O presidente da Nigéria, Bola Tinubu, ordenou uma operação militar de resgate após um ataque armado no Estado do Níger que deixou 30 mortos e cerca de 600 sequestrados, incluindo mulheres e crianças. A ação violenta, ocorrida em comunidades locais e em uma mesquita, levou mais de 2.000 pessoas a fugirem para o Benin.

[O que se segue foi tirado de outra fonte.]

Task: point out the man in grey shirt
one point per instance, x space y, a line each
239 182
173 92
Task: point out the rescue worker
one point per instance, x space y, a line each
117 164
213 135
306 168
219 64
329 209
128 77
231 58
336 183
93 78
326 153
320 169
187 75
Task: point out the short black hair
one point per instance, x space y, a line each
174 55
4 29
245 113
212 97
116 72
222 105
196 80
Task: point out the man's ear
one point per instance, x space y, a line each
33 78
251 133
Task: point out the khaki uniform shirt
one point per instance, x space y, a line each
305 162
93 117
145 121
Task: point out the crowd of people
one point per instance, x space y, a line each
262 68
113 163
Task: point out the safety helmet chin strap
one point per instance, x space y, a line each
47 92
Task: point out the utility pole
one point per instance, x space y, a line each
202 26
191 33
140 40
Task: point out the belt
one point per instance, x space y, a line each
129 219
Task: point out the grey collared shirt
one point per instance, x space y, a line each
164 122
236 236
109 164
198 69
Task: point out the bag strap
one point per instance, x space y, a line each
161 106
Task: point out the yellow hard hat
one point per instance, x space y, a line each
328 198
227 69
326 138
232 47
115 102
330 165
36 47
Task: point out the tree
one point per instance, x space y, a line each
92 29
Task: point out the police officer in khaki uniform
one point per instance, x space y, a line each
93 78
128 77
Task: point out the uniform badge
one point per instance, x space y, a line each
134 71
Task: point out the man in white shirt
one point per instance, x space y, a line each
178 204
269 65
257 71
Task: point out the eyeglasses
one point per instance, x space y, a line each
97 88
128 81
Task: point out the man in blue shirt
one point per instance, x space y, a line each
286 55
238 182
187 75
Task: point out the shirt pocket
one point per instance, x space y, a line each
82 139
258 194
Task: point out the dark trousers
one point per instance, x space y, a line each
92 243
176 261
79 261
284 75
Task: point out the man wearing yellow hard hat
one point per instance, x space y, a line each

O governo classificou o episódio como covarde, prometeu punir os criminosos e intensificou os esforços para conter a onda de sequestros em massa no país.
O presidente da Nigéria, Bola Tinubu, ordenou, nesta terça-feira, que as Forças Armadas e outras agências de segurança iniciassem uma operação de resgate imediata, após dezenas de pessoas terem sido sequestradas por homens armados na região centro-norte do Estado do Níger na semana passada.
Um grupo armado publicou um vídeo no Facebook e no WhatsApp mostrando o que, segundo moradores, seriam cerca de 600 mulheres, crianças e idosos sequestrados durante um ataque a uma mesquita no Estado.
A Reuters não conseguiu verificar esse número de forma independente, mas, se confirmado, esse seria um dos maiores e mais ousados sequestros em massa da Nigéria nos últimos anos.
Uma autoridade do distrito de Borgu, onde ocorreu o ataque, afirmou que 30 pessoas foram mortas durante o ataque e foram enterradas no domingo.
A autoridade, que preferiu não se identificar por não estar autorizada a falar com a mídia, disse que moradores das comunidades de Dakera, Gidan-Zana e Sabon Gida foram afetados.
"VAMOS DEFENDER NOSSO POVO"
Em seus primeiros comentários públicos sobre o incidente, a Presidência condenou o ataque como covarde e prometeu que os responsáveis serão levados à justiça.
"O terror não intimidará a Nigéria. Defenderemos nosso povo, protegeremos nossas comunidades e defenderemos a santidade da vida humana", afirmou Tinubu em comunicado.
Tinubu instruiu os chefes de segurança a fornecerem atualizações regulares sobre os esforços para resgatar os sequestrados e localizar todos os que foram levados.
Abubakar Umar, chefe tradicional da comunidade de Dakera, disse que pelo menos 2.000 pessoas fugiram para a vizinha República do Benin após o ataque.
Obed Nana, comissário de Informação do Estado do Níger, disse à Reuters por telefone que as autoridades ainda estão tentando verificar o número de pessoas desaparecidas.
"Não quero especular demais sobre isso, porque você sabe o quanto essas informações podem ser delicadas", disse Nana.
Sequestros em massa para obtenção de resgate se tornaram comuns em partes do noroeste e centro-norte da Nigéria, onde gangues criminosas fortemente armadas frequentemente atacam aldeias, escolas e rodovias. Esses grupos costumam manter os reféns em cativeiro por semanas ou meses enquanto exigem resgates vultosos e têm expandido cada vez mais suas operações para além de seus redutos tradicionais no norte.